Member of the Puerto Rico Senate from the San Juan district
- In office 1917–1920

Personal details
- Born: January 8, 1886 Bayamón, Puerto Rico
- Died: October 15, 1962 (aged 76) Santurce, Puerto Rico
- Party: Union of Puerto Rico
- Alma mater: Fordham University (BEng)
- Profession: Politician, Entrepreneur

= Ramón Valdés Cobián =

Puerto Rican politician (1886–1962)

Ramón Valdés Cobián was a Puerto Rican businessman, entrepreneur and politician. He served as a member of the Senate of Puerto Rico from 1917 to 1920.

Valdés Cobián was born in Bayamon, Puerto Rico to Ramon and Encarnación Cobián. When he was a child his family moved to the United States and lived in Manhattan. Earned a Bachelor degree in electrical engineering from Fordham University. The family returned to Puerto Rico and in 1910, his father, Ramón Valdés founded and organized the Mayaguez Light, Power and Ice Company, a utility company in the city of Mayagüez.

In 1917, Valdés Cobián was elected to the first Senate of Puerto Rico, representing the District of San Juan. He served in that position until 1920.

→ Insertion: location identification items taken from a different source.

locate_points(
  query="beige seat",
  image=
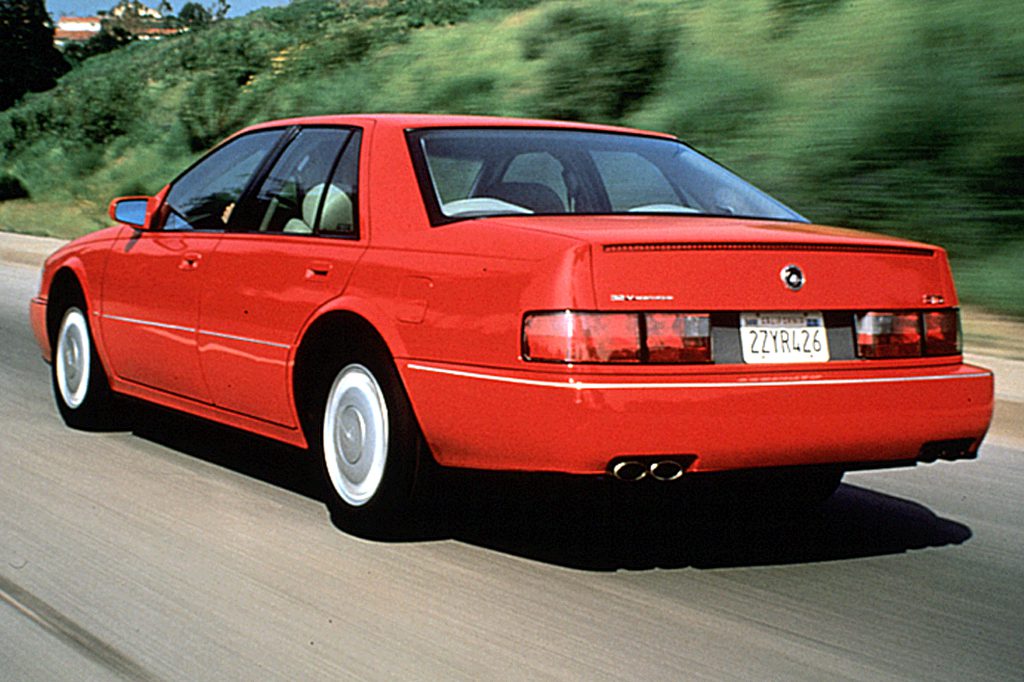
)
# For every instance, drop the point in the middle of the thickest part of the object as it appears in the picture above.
(337, 214)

After that, Valdés Cobián and his brothers, Sabino and Alfonso decided to build a brewery in Mayagüez and on November 2, 1937, they founded the Compañía Cervecera de Puerto Rico which was later renamed Cervecería India. The company became Puerto Rico's largest beer brewery and manufacture of canned and bottled soft drinks.

He died on October 15, 1962 in Santurce, Puerto Rico at age 76 and was buried at the Puerto Rico Memorial Cemetery in Carolina, Puerto Rico.